The weirdest scenes include one that is along the road to Volos in which a fifty-meter clearing is nearby and things get super bizarre because they see a satyr and the biologist wants to shoot it, but instead the main character (kallikanzaros, remember?) starts playing a shepherd’s pipe and more goat things appear. A strange 1960s interlude of weirdness.
Another dip into the insane is the whole segment wherein the group gets captured and there is a obese albino and Procrustes shows up and fighting and what in the ever-living-heck is this crap about? One wonders if Zelazny just felt like writing while inebriated or if he wrote scenes just to weave some weird ancient Greek mythology into them or if some editor demanded pulp action scenes. Whatever the case may be, these are basically absurdist and once overlayed on the frustrated, apathetic social gathering that is filled with ennui and motives – it just deflates the whole effort.

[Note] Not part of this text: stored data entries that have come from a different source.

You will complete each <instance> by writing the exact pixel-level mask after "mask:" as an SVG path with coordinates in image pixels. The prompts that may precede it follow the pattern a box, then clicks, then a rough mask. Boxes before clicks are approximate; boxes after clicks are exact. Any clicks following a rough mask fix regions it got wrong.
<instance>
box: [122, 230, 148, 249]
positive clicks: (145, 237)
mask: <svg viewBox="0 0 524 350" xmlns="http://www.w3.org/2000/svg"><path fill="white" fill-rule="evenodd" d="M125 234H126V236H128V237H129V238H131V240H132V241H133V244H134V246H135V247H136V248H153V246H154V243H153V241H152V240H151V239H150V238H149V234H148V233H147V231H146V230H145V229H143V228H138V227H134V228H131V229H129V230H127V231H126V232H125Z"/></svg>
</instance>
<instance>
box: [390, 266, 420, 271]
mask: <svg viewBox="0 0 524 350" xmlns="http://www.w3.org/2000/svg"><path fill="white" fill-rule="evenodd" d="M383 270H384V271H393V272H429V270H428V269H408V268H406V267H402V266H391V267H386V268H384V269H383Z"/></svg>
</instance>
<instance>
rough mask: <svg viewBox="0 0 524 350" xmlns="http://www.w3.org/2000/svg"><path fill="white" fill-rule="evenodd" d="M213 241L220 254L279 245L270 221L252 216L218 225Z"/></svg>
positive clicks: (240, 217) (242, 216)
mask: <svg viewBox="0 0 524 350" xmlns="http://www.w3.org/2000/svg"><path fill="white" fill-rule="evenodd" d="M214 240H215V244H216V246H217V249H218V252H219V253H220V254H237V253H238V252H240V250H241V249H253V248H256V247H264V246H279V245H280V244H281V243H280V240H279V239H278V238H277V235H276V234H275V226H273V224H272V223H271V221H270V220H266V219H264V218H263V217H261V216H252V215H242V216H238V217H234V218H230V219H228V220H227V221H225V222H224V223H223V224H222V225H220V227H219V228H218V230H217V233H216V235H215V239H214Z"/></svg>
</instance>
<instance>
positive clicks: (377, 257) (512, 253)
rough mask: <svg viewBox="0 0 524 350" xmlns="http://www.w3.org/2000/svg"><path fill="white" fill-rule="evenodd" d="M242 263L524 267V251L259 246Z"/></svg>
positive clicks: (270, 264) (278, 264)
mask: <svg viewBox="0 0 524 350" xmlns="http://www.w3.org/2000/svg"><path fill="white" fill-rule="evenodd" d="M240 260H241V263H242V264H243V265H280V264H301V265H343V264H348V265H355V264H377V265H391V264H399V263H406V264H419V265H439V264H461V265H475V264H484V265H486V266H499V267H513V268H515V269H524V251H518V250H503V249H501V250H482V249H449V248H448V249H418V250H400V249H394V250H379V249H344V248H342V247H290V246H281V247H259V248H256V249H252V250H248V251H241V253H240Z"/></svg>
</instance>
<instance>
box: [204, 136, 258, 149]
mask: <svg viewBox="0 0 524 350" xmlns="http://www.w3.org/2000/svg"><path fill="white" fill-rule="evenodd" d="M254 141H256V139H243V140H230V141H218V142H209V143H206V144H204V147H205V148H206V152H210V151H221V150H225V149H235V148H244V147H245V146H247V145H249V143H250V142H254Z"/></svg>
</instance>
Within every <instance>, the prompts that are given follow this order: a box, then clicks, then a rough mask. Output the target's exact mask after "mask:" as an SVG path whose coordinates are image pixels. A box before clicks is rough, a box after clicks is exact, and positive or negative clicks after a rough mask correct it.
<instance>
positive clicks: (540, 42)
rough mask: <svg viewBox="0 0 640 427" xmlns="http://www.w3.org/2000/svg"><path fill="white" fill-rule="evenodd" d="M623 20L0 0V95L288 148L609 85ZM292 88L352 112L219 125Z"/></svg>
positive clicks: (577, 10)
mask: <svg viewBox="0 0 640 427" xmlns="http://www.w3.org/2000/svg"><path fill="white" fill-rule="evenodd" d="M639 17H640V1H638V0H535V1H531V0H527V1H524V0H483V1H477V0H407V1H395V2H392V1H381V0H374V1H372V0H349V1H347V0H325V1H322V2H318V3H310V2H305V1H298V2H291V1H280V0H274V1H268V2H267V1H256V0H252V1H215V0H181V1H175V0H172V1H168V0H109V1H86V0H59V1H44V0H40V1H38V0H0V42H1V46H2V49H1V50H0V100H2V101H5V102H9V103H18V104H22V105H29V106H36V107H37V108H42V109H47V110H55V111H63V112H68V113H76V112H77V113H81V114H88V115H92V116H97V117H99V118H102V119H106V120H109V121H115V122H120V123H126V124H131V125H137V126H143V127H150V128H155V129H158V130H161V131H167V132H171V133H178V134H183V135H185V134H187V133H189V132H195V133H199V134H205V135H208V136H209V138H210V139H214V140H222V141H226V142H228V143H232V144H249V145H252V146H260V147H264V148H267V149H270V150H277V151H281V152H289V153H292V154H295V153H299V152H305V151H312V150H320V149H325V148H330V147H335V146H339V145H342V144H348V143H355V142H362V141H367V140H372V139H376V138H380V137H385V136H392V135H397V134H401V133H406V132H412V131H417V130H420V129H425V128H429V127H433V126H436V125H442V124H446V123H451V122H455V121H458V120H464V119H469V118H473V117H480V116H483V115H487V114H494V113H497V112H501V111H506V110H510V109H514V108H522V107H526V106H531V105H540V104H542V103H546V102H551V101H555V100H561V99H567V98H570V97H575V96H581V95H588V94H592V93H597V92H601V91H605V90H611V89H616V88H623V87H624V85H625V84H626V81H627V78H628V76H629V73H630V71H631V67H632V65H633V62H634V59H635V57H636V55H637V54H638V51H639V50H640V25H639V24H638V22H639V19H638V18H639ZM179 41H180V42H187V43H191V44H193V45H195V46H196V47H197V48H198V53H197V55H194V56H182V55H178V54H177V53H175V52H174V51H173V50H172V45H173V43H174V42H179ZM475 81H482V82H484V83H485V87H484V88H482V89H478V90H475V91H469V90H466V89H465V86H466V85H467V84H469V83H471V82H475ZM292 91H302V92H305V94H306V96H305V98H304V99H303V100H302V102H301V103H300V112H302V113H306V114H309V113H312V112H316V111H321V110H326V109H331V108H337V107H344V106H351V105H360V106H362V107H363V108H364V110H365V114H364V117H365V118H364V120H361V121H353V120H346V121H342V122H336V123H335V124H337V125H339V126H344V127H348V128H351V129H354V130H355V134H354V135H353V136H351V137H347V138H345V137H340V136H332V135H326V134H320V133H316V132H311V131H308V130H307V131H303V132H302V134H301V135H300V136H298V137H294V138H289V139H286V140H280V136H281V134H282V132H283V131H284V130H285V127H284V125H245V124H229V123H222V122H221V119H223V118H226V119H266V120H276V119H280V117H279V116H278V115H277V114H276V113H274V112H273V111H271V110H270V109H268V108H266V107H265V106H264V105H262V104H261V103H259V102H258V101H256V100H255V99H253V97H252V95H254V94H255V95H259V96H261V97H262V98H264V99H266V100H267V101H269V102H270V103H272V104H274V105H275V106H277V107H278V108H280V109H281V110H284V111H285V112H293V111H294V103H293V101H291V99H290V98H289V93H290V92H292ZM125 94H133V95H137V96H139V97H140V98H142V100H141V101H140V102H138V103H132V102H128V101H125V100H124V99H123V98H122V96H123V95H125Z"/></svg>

Constantly the novel is filled with allusions and hints and name-dropping and metaphors that display Zelazny’s interest and knowledge of ancient Greek (and other) mythologies. However, instead of peppering and simmering, he just dumps the whole spicy bottle into the stew and we get heavy-handed writing with no plot and stupid characters. For example, Cassandra – if you can believe it – is here. Why? I honestly do not know. A lot of the book actually involves her in some way, but why? At the end of the thing, I have no idea why this character is even here except maybe to fill the final scene with that happy all-wrapped-up easy peasy action novel ending. (Cassandra with a high-powered rifle is a painting I want on my walls, though.)
Overall, the novel wants you to like it and as a reader I really wanted to, as well. So engaging and breezy, but ultimately ridiculous and stupid. It is really quite like taking the well-worn concept of “humans do not treat their planet well” and then turning it into some Edwardian/ancient Greek farce. What did Zelazny want to do with this? He did not know, either, I think. Its mid-1960s sentiment with some leftover 1940s pulp. Good luck, readers.